User experiences, dashboards, validators, assistants, workflow edges, import/export tools, and many integration utilities are good candidates for AI generation. Product structures, revision history, lifecycle context, permissions, trusted relationships, and change traceability require a stable foundation.
The future will belong to companies that understand this separation.
Conclusion: The Future of PLM Implementation Is Built on Product Memory
My conclusion is that AI will not eliminate PLM implementation. It will change what implementation means.
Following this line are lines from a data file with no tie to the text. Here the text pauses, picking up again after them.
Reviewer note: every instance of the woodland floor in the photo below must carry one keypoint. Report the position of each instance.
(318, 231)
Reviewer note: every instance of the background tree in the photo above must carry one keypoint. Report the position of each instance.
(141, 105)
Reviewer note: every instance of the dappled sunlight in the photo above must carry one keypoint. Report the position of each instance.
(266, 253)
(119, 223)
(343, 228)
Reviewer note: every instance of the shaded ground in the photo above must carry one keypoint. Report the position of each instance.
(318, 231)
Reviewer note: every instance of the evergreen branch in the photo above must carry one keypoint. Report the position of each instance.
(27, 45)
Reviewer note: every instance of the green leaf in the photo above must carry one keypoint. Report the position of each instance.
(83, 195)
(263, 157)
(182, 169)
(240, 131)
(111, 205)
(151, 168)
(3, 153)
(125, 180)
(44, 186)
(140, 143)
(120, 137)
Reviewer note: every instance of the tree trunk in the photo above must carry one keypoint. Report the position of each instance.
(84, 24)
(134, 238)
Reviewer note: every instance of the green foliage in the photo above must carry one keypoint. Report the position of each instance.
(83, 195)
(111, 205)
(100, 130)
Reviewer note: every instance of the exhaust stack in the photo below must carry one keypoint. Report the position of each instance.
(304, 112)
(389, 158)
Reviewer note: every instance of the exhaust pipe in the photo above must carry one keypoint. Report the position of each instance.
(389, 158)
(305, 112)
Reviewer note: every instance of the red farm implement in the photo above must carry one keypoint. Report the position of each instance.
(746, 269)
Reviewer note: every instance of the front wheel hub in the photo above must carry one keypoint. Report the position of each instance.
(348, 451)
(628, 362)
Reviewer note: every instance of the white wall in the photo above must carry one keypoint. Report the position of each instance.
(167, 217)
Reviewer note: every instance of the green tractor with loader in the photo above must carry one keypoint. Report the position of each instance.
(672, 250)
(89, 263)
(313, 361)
The old model was based on translating requirements into configuration and customization. The new model will be based on using Organizational and Product Memory as the context foundation and generating adaptive workflows, user experiences, validations, dashboards, and agents around it. Implementation becomes less of a project and more of a practice.
This is not a return to rigid out-of-the-box systems. And it is not unlimited customization by armies of consultants. It is something genuinely new: a company that can describe how it works, give AI the context of its actual product history, and generate the working environment it needs — governed, traceable, and continuously refined.
For that to work, Product Memory is not optional. It is the foundation everything else stands on.
The old question was: how flexible is your PLM system? The new question will be: how well does your PLM environment know your company, your products, and your customers?
Just my thoughts…
Disclaimer: I’m the co-founder and CEO of OpenBOM, a collaborative digital thread platform that helps engineering and manufacturing teams work with connected, structured product data, increasingly augmented by AI-powered automation and insights.